Jair nodded. "If you were anyone else, or not a looper like me, then I'd say you should stay and get proper training. But we don't have to worry about that any more. You can learn on the job, make mistakes, learn better, and I'll be there to watch your back the whole time. Which reminds me. If you ever die, revert immediately. You do not want to have your soulspell break because you lingered around after being mortally wounded. If you sense anything that's even remotely impacting your soul, revert. Those two things are the only significant threats to you as you are now, and you can't afford to mess around."
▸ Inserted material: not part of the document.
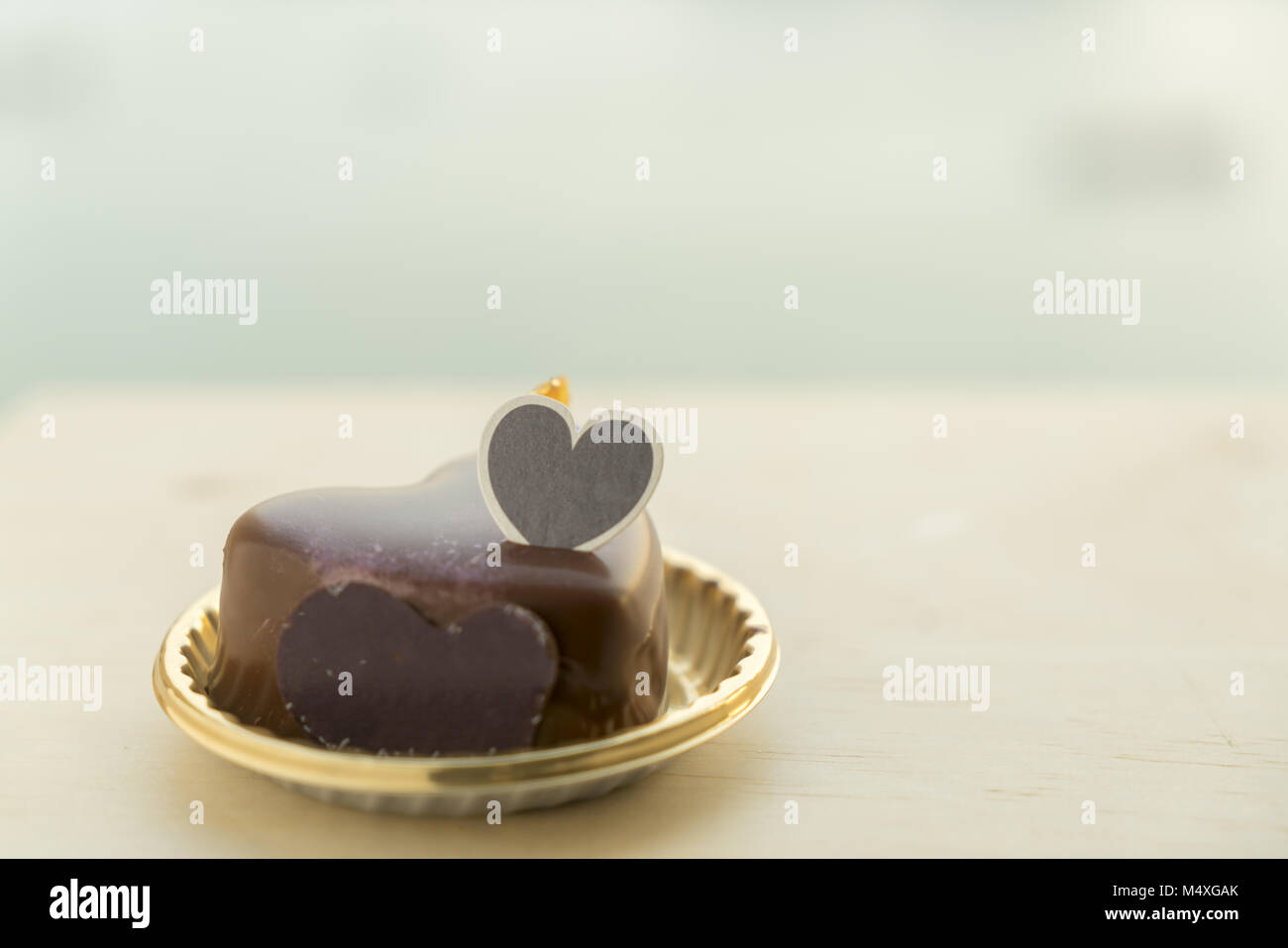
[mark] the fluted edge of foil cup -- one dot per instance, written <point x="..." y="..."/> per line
<point x="722" y="660"/>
Ran gathered up the rest of the paper that Jair had left strewn across the table, stacking it back neatly on the desk. "I understand that. But this isn't just a school, it's also a place to make connections."

"Connections? Pah. We don't need those any more. With your wealth and my knowledge, we can make the world our playground before the decade is out. I'm telling you, this is going to be fun."

"Yep. I'm sure it will."

"I'm hurt by your lack of faith."

Ran sighed, shaking his head as he flopped down on their sofa, one hand behind his head, one leg draped over the back. "You realize that the past several days have been a nonstop hurricane of ridiculous, right?"

"Naturally. What else would you expect?"

"I'm still trying to properly come to grips with the fact that you're a time traveler, let alone that I myself have gone back months. It still feels like a dream sometimes, like I'm going to wake up any second and find that none of this was real."

"Yeah... that feeling will pass. Ride it out for now."

Ran tilted his head back, staring upside-down at the diagrams with their criss-crossing lines spread across the back wall.

Jair leaned forward on his elbows on the dining room table, chin resting on his hands, watching without speaking.

"Timeline on this all is pretty chaotic," Ran said at last. "What do we do until then?"

"Hold steady, play the role of normal students, and don't raise any unnecessary alarms."

"Sounds relaxing."

“The calm before the storm,” Jair agreed. “And a perfect time to get your imprints settled. If I’m going to be out of the picture for weeks or months, better to make sure you’re ready to handle things.”

“Those take months to become usable. It won’t be relevant for a long time. Especially if we keep reverting every few days.”

“First, reverting is no excuse for inaction. You need to establish habits of preparation regardless of whether you’ll be reverting it away or retaining it. And, second, as a time traveler you have the unique opportunity to hypercharge your spell pathing.”

“Why do I get the feeling you’re about to say ‘behave with idiotic recklessness, because you can undo it and try again even more recklessly?’”

“Now you’re getting it!” Jair grinned as he crossed to the desk and began pulling out the protractor, goniometer, and other measuring tools. “So, which spells are we going to be prepping for you?”